Robotic automation is one of the hottest investment growth areas as seen with the spectacular rise of the Blue Prism (LSE:PRSM) share price which has increased over 1,500% in five years. I called out this share price as unrealistic in September and it has fallen around 40% since then. Most of this fall is due to the weak market but the most hyped shares appear to have been suffering the most.
Worth the hype?
Blue Prism has a very exciting product as indicated by its excellent customer retention with recurring licence revenue making up 93% of its total. Forecast revenue growth is massive, at around 50% for the next couple of years. It has also been beating expectations which I like to see.
However the scale of the upside has attracted a lot of gamblers. At the time of writing, the share price has just gained 10% in one day after losing 10% yesterday. With such high volatility, entering at this stage is tantamount to gambling unless you can realistically assess what the business is worth. The company is releasing a trading update on Tuesday and recently these have been very positive causing surges in the share price.
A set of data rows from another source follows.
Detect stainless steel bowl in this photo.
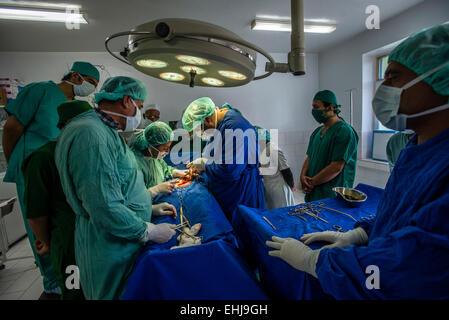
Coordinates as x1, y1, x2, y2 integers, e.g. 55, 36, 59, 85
333, 187, 367, 207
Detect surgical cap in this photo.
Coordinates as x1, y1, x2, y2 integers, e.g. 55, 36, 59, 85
254, 125, 271, 142
313, 90, 339, 106
131, 121, 174, 150
182, 97, 215, 132
57, 100, 92, 129
146, 104, 160, 112
94, 76, 147, 104
69, 61, 100, 81
389, 23, 449, 96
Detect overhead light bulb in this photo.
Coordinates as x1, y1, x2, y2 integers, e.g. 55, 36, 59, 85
218, 70, 247, 80
176, 55, 210, 66
251, 19, 336, 34
202, 77, 224, 86
0, 7, 87, 24
137, 59, 168, 68
160, 72, 185, 82
180, 65, 207, 75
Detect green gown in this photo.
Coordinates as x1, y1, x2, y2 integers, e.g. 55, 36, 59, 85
22, 141, 84, 300
131, 148, 174, 188
386, 132, 410, 172
305, 120, 358, 202
4, 81, 67, 292
55, 110, 152, 300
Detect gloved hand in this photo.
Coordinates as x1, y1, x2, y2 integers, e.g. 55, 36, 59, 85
301, 227, 369, 249
173, 169, 188, 178
142, 222, 176, 244
148, 181, 175, 198
266, 236, 320, 277
187, 158, 208, 172
152, 202, 177, 218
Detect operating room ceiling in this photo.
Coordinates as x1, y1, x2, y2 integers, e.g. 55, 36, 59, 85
0, 0, 424, 53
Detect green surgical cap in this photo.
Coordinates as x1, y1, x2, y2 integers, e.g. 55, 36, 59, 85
70, 61, 100, 81
389, 23, 449, 96
57, 100, 92, 128
182, 97, 215, 132
313, 90, 338, 106
94, 76, 147, 104
131, 121, 174, 150
254, 125, 271, 142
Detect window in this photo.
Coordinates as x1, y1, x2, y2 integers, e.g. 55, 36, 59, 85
376, 55, 389, 81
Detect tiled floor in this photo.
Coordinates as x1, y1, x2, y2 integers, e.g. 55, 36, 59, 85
0, 237, 43, 300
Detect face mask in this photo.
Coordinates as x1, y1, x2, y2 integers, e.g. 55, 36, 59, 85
372, 61, 449, 131
149, 144, 168, 159
312, 109, 333, 124
65, 75, 96, 97
104, 98, 142, 132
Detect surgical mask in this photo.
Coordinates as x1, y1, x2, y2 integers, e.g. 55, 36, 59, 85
312, 109, 333, 124
372, 61, 449, 131
149, 144, 168, 159
104, 99, 142, 132
65, 75, 96, 97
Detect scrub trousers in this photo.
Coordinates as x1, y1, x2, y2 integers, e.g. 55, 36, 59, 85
16, 183, 60, 293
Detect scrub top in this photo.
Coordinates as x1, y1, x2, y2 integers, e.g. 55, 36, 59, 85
386, 132, 410, 172
4, 81, 67, 185
22, 141, 84, 300
131, 148, 174, 188
204, 109, 265, 222
55, 109, 152, 300
305, 120, 358, 202
316, 127, 449, 299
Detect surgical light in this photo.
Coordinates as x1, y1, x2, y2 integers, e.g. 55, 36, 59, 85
160, 72, 185, 82
176, 55, 210, 66
137, 59, 168, 68
180, 66, 207, 75
202, 77, 224, 86
105, 0, 308, 88
218, 70, 247, 81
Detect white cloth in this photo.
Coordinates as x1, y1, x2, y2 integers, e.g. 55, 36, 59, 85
259, 142, 295, 209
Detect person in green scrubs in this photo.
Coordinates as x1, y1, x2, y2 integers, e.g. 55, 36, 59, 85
386, 131, 413, 172
300, 90, 358, 202
1, 61, 99, 297
22, 100, 92, 300
55, 77, 177, 300
129, 121, 188, 193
Last week the chairman announced he was leaving the business to focus on other companies. I find it odd that he would leave if he thought the firm could become one of the biggest in the UK. It’s easy to forget how small this company still is and how much has to go right for it to be worth its current price.
The company is burning through cash to achieve its growth and it’s very difficult to assess how profitable it will become. I can understand the bull case for this share, but I don’t think even the best companies should be bought at any price. Even after this fall the price is still supported by hype which can easily collapse, so I’d stay away.
A good mix?
Fevertree Drinks (LSE:FEVR) has also been on my radar for a while. It has a lot of similar attributes to Blue Prism with rapid international growth, regularly exceeding expectations and an enormous valuation.
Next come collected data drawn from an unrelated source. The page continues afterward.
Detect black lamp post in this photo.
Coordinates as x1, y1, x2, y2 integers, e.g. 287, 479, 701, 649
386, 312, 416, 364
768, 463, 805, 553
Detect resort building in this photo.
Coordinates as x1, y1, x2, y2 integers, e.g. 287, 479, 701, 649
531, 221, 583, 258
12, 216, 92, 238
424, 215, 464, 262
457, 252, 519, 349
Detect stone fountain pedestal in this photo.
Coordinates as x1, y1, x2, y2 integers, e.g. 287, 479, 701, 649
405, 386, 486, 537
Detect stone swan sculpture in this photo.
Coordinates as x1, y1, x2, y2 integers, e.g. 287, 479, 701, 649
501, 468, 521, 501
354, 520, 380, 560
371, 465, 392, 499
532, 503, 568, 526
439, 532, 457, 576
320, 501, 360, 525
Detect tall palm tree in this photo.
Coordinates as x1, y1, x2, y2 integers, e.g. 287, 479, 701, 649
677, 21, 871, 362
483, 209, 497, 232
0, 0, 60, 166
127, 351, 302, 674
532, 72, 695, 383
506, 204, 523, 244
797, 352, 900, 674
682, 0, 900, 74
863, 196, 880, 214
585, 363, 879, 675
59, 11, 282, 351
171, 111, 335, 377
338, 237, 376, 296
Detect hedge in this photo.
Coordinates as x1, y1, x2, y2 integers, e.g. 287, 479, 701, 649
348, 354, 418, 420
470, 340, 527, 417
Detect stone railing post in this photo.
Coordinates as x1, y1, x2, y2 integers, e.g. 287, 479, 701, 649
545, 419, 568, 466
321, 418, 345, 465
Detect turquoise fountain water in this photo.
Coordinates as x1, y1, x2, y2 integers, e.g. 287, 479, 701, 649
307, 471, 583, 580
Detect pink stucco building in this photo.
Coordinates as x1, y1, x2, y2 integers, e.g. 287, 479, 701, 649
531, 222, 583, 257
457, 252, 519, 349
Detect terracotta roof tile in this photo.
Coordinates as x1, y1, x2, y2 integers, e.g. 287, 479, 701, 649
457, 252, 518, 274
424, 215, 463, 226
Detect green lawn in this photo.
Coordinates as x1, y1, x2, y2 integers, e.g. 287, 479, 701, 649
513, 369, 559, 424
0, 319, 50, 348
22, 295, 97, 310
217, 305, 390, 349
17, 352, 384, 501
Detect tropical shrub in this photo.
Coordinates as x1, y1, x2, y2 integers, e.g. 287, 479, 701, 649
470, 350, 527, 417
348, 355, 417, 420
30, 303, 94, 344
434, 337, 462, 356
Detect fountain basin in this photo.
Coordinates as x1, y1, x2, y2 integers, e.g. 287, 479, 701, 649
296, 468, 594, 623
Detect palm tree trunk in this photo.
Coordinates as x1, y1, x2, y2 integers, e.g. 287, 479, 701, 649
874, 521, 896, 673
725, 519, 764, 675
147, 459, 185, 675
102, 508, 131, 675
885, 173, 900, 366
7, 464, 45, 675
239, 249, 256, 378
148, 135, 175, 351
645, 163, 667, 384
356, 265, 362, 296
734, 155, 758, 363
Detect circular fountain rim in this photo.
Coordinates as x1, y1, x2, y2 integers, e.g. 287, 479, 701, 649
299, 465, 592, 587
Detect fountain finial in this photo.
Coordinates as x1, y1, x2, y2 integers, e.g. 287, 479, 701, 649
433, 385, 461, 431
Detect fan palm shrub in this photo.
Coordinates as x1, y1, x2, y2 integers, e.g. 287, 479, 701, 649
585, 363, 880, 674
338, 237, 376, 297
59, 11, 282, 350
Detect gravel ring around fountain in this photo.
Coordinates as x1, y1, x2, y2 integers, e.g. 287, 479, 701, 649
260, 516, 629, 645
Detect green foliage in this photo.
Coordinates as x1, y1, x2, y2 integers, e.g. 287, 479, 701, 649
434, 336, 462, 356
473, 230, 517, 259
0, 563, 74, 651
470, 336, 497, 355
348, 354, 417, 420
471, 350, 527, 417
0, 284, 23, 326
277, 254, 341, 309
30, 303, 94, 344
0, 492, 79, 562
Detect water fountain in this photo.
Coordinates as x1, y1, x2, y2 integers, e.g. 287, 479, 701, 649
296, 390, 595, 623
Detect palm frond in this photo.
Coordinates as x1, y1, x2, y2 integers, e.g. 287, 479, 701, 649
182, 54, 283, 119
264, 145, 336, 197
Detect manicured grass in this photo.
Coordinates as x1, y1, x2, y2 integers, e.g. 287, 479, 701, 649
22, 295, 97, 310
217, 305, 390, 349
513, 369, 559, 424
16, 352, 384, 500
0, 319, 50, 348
But it also offers what I think are exceptional quality metrics. These indicate how effectively it can generate profits on revenues and reinvested capital and are often over looked by new investors but are very important pointers to how quickly a company can grow. Fevertree has an operating margin of 32% and a return on reinvested capital of 44%, which is a powerful cocktail.
I particularly like the brand, which I think still has a lot of room to expand in the international market that currently only makes up 44% of its revenue. Its biggest focus has been the UK so far, but the gin trend is an international phenomenon, so there is great opportunity for global growth.
Any mention of Fevertree will include valuation at some point. With a price-to-earnings ratio (P/E) of 47.2, it’s not cheap. But you don’t expect to pay low prices for the best products. Fevertree has frequently traded at a P/E of above 100 and has never traded below 40. We may be in a bear market, which means the old rules will no longer apply but this is a share that I’d like to own, and at this price I’d be tempted to buy.